Muitas pessoas nesses nossos dias adoecem na alma porque perderam a pureza e a simplicidade do ser para Deus e, com elas, perderam a essencialidade e a integralidade de sua própria pessoa. Abrigam sentimento, pensamentos, desejos, sonhos, paixões e amores que lhes conferem identidade equivocada, contraditória e, ao final, maligna no caráter, na atitude nos frutos.

Buscando ser o que nunca foram destinadas a ser por seu Criador, tentando viver uma vida que não as leva ao encontro de sua vocação espiritual e desgastadas na tentativa de conquistar o que não lhes dará em absoluto o que necessitam, as pessoas de nossa geração se distorcem e se perdem no que é a essência do pecado: a busca de uma vida independente de Deus.

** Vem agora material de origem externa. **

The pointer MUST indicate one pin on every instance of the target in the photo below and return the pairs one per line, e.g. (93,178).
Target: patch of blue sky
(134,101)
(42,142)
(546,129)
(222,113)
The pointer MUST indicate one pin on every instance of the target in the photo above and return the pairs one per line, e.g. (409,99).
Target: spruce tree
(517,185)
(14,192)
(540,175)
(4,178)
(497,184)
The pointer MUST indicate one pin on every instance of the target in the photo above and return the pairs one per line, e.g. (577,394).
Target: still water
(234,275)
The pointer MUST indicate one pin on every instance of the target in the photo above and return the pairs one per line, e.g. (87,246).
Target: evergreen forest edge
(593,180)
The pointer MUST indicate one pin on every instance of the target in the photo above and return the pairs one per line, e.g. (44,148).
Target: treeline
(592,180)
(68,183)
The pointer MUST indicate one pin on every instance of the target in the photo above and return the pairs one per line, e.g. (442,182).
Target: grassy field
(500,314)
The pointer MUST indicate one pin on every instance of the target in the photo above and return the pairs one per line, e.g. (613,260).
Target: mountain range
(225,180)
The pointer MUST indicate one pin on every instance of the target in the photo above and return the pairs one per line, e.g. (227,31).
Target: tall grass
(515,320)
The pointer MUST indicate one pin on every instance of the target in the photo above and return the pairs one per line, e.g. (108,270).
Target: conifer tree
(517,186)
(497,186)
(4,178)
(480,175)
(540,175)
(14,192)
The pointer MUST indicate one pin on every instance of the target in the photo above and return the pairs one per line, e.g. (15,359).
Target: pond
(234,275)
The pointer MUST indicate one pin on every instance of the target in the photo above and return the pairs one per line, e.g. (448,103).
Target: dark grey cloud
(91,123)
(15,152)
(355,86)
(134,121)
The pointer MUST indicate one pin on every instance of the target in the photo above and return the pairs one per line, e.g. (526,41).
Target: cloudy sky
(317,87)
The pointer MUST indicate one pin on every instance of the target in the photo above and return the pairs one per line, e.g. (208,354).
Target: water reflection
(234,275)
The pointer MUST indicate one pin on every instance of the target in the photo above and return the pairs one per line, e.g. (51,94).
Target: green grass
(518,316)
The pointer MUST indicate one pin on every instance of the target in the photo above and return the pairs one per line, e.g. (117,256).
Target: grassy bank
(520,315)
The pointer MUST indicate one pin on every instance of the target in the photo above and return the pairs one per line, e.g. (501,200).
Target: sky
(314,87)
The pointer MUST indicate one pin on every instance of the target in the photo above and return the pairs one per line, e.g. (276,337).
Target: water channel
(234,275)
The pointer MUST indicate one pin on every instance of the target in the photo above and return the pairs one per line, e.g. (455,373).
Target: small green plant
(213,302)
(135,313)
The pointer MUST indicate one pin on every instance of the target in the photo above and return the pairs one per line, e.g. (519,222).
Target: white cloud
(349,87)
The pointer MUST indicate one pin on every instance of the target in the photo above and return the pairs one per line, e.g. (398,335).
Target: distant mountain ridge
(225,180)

A simplicidade do ser para Deus nos devolve nossa verdadeira identidade, restaura a imagem do Pai outrora distorcida e ofuscada por tantas artificialidades e excessos produzidos pela nossa vã soberba de tentarmos ser algo diferente daquilo que está na mente eterna do Criador. Encontramos nessa simplicidade a única coisa necessária e essencial que nos define e nos destina: a adoração ao Senhor.

Caros irmãos, companheiros de jornada. A simplicidade deve ser marca de nossa vida de imitação de Jesus e é virtude essencial a ser buscada e desenvolvida, mormente nesses nossos dias de complexidade artificializada em quase todos os aspectos da vida humana. E em especial para nós outros que já sentimos sobre nós as abençoadas chuvas serôdias.

Sugiro explorar, como estudo bíblico e em concreções, os aspectos da concupiscência do excesso, as dimensões da simplicidade, do ter, do viver e do ser e a simplicidade como imitação de Jesus.

Que a graça de Jesus seja com o espírito de todos.